Notice how a double underscore is used to access an argument within a named step of the pipeline.

Application¶

To conclude this lab, you will apply the workflow from the example to a new dataset on your own. The data for this application comes from the UC-Irvine machine learning repository, you can read more about these data at this link).

Each observation consists of the mean values for various cell characteristics of a patient.

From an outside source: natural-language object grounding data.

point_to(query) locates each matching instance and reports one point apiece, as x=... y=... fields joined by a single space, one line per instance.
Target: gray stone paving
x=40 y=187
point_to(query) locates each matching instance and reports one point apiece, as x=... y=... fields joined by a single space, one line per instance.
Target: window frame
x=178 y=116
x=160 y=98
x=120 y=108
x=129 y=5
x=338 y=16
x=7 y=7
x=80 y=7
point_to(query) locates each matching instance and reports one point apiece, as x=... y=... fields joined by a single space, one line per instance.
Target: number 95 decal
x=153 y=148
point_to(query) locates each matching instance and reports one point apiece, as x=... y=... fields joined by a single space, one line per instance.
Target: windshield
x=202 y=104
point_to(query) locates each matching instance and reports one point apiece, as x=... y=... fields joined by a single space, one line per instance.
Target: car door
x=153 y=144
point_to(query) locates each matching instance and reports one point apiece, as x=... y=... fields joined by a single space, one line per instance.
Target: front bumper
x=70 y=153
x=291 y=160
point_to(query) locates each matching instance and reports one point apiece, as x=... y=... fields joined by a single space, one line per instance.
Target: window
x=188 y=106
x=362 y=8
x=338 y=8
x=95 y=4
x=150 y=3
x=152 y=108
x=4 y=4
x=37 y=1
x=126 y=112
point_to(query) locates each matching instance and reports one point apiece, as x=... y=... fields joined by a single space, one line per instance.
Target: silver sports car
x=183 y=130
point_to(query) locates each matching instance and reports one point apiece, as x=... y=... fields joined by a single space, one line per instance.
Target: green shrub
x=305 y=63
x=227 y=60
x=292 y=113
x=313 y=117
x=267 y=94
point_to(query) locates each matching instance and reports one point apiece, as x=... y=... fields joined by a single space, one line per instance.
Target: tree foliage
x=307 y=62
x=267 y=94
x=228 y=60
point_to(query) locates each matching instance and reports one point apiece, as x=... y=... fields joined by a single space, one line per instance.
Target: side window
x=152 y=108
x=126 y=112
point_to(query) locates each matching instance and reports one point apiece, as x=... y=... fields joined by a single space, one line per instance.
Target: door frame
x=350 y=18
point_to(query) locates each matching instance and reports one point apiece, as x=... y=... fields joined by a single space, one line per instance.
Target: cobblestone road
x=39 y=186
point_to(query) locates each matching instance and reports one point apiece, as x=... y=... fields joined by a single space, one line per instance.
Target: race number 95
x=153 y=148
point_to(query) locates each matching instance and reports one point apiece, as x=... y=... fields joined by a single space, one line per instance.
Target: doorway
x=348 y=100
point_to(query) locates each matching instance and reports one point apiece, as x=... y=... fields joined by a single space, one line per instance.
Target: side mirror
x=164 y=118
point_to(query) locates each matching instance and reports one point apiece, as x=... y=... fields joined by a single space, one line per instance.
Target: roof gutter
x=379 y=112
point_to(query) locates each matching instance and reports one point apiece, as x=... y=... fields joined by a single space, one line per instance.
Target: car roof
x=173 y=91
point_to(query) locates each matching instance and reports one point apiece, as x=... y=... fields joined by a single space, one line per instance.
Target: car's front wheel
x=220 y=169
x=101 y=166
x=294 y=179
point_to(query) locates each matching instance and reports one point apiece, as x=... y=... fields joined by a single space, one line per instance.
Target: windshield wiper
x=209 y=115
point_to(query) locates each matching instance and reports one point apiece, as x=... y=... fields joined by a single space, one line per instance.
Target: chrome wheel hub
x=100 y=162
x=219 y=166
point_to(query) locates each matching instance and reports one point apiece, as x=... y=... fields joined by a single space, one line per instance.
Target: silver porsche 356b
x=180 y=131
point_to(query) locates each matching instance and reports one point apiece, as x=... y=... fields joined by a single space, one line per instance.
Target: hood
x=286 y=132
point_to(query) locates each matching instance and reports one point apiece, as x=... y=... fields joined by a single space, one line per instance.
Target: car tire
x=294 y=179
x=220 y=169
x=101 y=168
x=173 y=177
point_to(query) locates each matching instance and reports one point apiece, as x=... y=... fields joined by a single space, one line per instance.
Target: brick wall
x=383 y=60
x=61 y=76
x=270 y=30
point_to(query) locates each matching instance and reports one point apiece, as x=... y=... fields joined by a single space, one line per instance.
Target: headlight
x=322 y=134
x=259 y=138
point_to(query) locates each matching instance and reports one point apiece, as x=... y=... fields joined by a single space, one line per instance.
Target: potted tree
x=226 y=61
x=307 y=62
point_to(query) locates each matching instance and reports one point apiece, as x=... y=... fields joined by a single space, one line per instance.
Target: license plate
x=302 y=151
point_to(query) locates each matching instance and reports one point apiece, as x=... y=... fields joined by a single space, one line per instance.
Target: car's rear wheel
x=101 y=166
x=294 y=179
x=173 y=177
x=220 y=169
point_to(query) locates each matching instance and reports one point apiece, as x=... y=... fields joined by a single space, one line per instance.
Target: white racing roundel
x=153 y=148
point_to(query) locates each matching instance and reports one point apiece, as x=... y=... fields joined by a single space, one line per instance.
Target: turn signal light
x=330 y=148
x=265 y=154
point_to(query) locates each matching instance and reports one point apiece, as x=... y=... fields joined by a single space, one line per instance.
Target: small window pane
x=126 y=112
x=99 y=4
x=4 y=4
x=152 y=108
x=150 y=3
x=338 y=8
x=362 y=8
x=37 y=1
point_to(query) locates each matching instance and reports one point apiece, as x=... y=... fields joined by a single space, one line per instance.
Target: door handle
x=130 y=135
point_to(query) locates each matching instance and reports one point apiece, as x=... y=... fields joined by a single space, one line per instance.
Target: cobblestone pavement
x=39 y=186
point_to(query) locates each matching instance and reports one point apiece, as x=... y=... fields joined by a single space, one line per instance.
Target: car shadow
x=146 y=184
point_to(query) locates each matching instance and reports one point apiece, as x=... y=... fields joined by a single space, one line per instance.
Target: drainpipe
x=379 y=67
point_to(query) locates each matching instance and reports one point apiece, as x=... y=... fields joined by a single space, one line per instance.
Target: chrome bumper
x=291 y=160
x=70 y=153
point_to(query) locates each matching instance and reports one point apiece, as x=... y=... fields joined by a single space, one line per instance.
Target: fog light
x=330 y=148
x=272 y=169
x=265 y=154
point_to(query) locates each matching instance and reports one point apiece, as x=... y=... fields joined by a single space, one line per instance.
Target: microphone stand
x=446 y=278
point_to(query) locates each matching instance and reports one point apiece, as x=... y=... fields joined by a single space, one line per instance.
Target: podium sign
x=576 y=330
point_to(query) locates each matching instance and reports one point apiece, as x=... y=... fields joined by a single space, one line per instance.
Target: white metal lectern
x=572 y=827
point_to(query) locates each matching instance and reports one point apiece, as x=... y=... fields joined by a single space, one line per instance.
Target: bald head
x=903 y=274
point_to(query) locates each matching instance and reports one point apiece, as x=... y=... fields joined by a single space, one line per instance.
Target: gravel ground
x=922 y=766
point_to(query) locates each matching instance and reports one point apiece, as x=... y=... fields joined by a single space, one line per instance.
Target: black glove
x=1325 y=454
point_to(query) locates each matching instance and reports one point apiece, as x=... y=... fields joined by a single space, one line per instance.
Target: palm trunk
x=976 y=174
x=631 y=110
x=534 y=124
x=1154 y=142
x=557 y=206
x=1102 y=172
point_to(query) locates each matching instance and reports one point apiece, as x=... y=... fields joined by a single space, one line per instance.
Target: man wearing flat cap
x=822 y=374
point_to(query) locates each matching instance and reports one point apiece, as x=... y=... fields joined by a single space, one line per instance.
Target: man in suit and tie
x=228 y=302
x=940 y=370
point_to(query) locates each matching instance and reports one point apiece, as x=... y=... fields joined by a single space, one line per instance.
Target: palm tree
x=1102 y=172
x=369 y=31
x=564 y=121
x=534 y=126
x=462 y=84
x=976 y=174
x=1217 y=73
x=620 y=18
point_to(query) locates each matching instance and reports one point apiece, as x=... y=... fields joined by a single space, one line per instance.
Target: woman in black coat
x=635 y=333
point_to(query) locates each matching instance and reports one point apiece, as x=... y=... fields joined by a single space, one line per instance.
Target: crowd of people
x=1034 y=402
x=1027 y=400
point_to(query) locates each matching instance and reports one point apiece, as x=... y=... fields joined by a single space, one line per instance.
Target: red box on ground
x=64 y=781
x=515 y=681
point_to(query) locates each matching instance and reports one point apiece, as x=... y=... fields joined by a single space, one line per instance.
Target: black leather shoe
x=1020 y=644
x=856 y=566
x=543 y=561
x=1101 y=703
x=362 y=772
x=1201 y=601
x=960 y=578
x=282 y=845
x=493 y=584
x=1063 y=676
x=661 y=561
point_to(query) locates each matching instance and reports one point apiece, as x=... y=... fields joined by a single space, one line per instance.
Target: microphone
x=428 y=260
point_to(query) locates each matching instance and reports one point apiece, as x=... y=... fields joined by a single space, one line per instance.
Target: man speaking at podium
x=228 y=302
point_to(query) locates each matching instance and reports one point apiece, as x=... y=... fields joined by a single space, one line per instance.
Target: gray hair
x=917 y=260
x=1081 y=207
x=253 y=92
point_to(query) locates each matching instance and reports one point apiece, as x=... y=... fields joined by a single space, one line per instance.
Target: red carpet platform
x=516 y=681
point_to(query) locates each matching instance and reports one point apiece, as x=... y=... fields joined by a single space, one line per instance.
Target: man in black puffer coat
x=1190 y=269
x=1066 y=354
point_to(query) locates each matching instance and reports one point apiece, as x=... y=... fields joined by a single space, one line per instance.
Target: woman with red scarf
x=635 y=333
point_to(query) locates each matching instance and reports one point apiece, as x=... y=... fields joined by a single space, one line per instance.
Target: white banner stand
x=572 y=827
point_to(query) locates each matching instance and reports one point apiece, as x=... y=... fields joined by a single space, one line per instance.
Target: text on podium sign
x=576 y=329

The goal is to predict the patient's diagnosis (recorded as "Label").

In [15]:
## Read data
wbc = pd.read_csv("https://remiller1450.github.io/data/wisc_bc.csv")

Question 4:

  • Part A: Create a 70% training, 30% testing data split using random_state = 5.
  • Part B: Create histograms showing the distributions of the 10 numeric predictors, then decide upon whether a data preparation pipeline should include transformations, rescaling, or both.
  • Part C: Use the plotting.scatter_matrix() function in pandas (you may click here for documentation to help you decide if dimension reduction via PCA is appropriate for these data.
  • Part D: Regardless of your decision in Part C, create a scree plot of the variance explained by various numbers of retained components when PCA is applied to the numeric predictors.
  • Part E: Set up a machine learning pipeline that includes the following steps:
    1. A normalizing transformation
    2. Rescaling
    3. Dimension reduction via PCA (selecting the number of components using the results found in Part D)
    4. A $k$-nearest neighbors model using $k=10$, Manhattan distance, and inverse-distance weighting
  • Part F: Find the accuracy of your approach on the test data set.
  • Part G: Compare the accuracy on the test set to the proportion of training data in the majority class. Briefly comment upon whether the model appears to have learned something meaningful.